An overwhelming majority in Germany's parliament has given the go-ahead for a reponsibility-splitting deal to clean up nuclear waste. It's the final chapter in a decades-long story.
The deal will require four of Germany's largest energy providers to pay more than 23 billion euros ($24.1 billion) into a state-administered fund to deal with the aftermath of nuclear power in return for legal immunity. The deal was passed with the votes of the ruling coalition of the conservative Christian Democrats (CDU) and the Christian Social Union (CSU), the Social Democrats (SPD) and the Green Party by a margin of 581 to 58.
The agreement is the latest step in Germany's decision to phase out nuclear energy, which was made after the Fukushima disaster in 2011. Addressing the Bundestag before the vote, Economy Minister Sigmar Gabriel harkened back to the beginnings of the "no-nukes" movement among private citizens in Denmark, Germany and other parts of Europe in the mid-1970s.
"The stickers with the picture of the sun laughing became a symbol for a successful energy policy," Gabriel said, promising that Germany would safely dispose of nuclear waste rather than simply exporting it to other parts of the world.
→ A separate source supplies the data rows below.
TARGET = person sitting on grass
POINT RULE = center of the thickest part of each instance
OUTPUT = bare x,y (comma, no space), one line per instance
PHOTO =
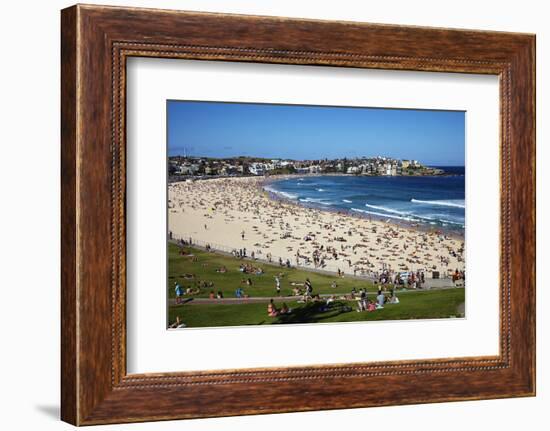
271,309
362,301
179,292
380,300
177,324
285,309
371,306
394,299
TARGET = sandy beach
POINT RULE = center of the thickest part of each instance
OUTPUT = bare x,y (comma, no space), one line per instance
236,214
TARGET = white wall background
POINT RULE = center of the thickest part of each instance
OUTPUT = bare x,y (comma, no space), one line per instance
29,215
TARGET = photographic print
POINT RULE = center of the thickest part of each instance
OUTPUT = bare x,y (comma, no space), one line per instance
298,214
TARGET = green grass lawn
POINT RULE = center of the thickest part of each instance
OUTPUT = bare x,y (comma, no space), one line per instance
413,304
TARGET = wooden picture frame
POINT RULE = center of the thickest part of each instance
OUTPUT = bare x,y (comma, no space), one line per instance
95,43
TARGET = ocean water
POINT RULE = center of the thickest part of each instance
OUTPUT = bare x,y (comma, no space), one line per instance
433,201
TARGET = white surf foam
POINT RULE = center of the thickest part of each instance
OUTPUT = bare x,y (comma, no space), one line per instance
455,203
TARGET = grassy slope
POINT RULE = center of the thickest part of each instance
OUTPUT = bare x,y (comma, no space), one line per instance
413,305
262,285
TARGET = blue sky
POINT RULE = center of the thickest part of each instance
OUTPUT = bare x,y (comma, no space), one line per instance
216,129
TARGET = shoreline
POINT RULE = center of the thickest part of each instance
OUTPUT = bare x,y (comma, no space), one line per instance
237,213
458,234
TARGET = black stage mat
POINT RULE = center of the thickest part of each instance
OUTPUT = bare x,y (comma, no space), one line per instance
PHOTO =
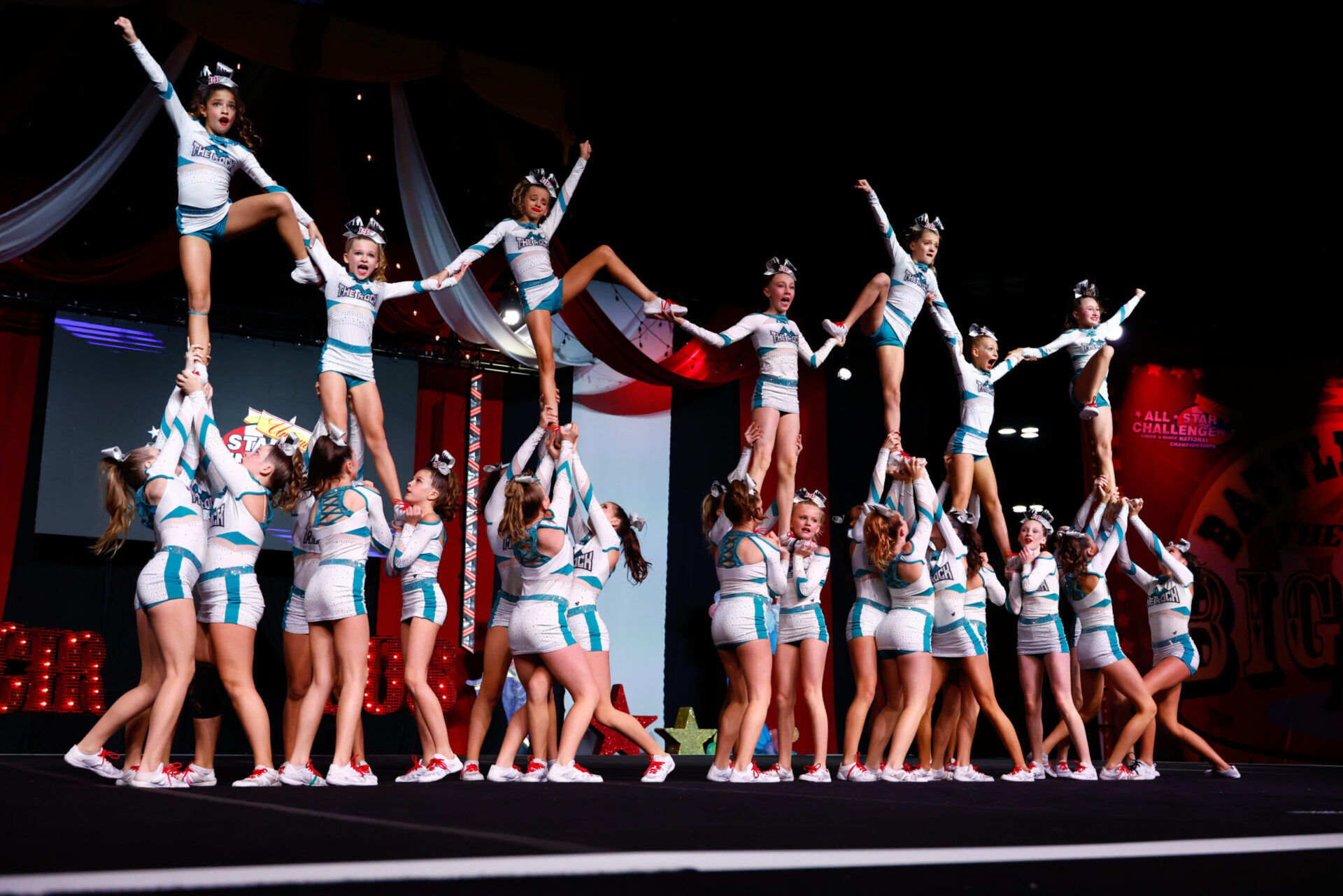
58,818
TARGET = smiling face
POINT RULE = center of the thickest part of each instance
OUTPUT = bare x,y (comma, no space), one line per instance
781,290
924,248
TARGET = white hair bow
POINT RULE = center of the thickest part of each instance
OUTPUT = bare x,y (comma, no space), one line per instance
443,462
223,76
923,223
539,178
372,230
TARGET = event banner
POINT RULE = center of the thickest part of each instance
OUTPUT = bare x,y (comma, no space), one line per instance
1263,513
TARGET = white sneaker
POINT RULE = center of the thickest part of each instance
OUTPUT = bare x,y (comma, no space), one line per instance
658,769
413,773
439,767
571,774
99,763
662,306
837,331
350,776
201,777
171,777
301,776
261,777
856,773
502,774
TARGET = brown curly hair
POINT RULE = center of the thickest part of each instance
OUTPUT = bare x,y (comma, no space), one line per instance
241,129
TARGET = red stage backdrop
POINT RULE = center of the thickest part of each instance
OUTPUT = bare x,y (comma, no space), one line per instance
1264,516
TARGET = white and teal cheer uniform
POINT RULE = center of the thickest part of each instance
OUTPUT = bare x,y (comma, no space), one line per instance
206,163
976,390
336,590
779,347
528,249
351,309
911,283
414,557
1169,599
540,620
1083,344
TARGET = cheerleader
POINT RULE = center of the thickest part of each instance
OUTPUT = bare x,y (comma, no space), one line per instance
537,207
1087,340
355,292
781,348
1041,643
151,483
888,305
207,160
804,639
433,497
970,468
544,648
1174,656
347,518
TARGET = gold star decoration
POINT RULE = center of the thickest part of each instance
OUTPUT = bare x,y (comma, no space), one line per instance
688,737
Opposition to nuclear energy fueled the rise of the Green Party in the 1980s, and Thursday's vote is an indication of how much a part of the political mainstream that perspective has become.
"There were disagreements about nuclear energy for more than 45 years and now the consensus is that it's irresponsible," SPD deputy parliamentary chairman Hubertus Heil said in parliament. "Nowhere else in the world have people confronted the residual burden of the atomic age."
The CDU-CSU, which long supported nuclear energy, also hailed the deal.
"We stopped fighting the battles of the past and started cooperating constructively," conservative deputy parliamentary chairman Michael Fuchs said.
A golden handshake?
But not everyone is happy with the arrangement.
Under the terms of the deal, power companies will only bear part of the costs of the clean-up. The German Institute for Economic Research in Berlin (DIW) estimates that the bill for the decades-long nuclear phase-out could reach 170 billion euros ($178 billion).
"The actual costs will be a lot more than the estimates," DIW Energy Division Director Claudia Kemfert told Deutsche Welle in October, when the details of the arrangement were hammered out. "So the deal only covers a fraction of the actual costs, and society will have to pick up the rest."
Kemfert said that the power companies had gotten a "free pass," a sentiment echoed in parliament by the Left Party, which voted against the deal.
"The companies are being released from responsibility with a golden handshake," said Left Party energy spokeswoman Eva Bulling-Schröter."The costs are going to go up."
The issue of lawsuits filed by energy companies against the German government's nuclear phase-out has yet to be fully resolved. The government will now begin negotiations aimed at ending the various legal actions in return for the clean-up compromise.